Dietro un portone discreto che si affaccia su un palazzo del Settecento, c’è un cortile che non è solo un luogo. È una visione. L’estensione naturale di chi lo ha immaginato: Massimiliano Gazzè.
Il Cortile Verga, oggi tra le mete più apprezzate del bere d’autore, compie dieci anni. Eppure la sua storia affonda le radici in un’intuizione lontana, nata per caso durante un viaggio a Parigi. Quella suggestione è diventata, negli anni, la linea guida di un progetto che unisce ospitalità, estetica e sperimentazione.
Insieme con la sua compagna, Gazzè ha dato vita a un luogo che riflette una precisa visione del mestiere: “Faccio questo lavoro pensando a come mi piacerebbe essere servito”.
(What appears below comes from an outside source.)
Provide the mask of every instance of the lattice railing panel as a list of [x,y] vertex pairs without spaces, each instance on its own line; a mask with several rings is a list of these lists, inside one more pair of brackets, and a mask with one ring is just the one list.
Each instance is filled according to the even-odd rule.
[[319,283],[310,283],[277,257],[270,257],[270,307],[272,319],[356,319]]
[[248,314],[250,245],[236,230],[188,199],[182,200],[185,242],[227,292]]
Dietro il bancone non c’è solo un imprenditore, ma un viaggiatore instancabile che con tutta la famiglia se ne va in giro a scoprire cosa succede nel mondo: nuovi format, tendenze, food culture.
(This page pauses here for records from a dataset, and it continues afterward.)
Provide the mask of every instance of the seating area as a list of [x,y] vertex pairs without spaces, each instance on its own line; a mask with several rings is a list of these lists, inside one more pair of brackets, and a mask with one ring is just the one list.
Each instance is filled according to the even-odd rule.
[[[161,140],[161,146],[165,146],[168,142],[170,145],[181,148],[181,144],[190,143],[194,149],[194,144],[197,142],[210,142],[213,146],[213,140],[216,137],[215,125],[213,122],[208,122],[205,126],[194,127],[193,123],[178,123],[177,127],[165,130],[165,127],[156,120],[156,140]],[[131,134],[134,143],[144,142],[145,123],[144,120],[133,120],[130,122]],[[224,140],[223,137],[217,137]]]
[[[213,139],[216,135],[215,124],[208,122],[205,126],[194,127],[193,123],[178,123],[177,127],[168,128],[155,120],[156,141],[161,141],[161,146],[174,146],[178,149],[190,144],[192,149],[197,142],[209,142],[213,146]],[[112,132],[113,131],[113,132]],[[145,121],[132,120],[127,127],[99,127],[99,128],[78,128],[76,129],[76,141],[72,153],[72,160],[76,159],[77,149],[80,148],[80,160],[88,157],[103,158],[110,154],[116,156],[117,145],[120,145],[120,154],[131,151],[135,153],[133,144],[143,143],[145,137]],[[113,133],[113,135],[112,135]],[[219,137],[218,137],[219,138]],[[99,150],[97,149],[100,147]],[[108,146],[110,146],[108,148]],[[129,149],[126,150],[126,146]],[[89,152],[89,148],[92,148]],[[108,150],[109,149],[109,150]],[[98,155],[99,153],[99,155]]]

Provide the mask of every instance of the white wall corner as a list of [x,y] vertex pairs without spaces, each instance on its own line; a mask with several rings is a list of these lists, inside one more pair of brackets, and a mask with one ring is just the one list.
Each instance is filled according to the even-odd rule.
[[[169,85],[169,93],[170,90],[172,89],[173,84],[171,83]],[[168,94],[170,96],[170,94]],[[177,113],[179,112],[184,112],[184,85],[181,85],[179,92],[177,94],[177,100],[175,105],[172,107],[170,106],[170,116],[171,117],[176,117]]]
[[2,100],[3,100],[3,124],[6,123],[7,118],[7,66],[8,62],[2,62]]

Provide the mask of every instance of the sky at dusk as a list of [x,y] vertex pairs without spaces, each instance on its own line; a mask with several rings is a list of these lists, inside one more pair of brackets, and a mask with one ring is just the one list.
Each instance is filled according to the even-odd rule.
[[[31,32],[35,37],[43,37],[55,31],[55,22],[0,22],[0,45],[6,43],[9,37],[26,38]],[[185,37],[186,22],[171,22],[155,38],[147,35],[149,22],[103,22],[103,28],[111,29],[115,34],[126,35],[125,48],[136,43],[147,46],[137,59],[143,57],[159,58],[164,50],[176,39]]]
A raccontare questa visione è Suruq Magazine, progetto editoriale nato in forma cartacea e che oggi si veste anche di immagini e voci per proseguire la sua narrazione della Sicilia orientale e delle isole Eolie con un nuovo approccio. Nell’ultimo episodio della serie documentaristica firmata Appress Agency e realizzata da Rockisland Studio, dedica spazio proprio a Massimiliano e al suo Cortile Verga. Un racconto per immagini che rientra in un percorso più ampio, dedicato alle eccellenze umane e creative di questa parte dell’Isola, raccontando le persone che trasformano la passione quotidiana in gesti di bellezza e cultura.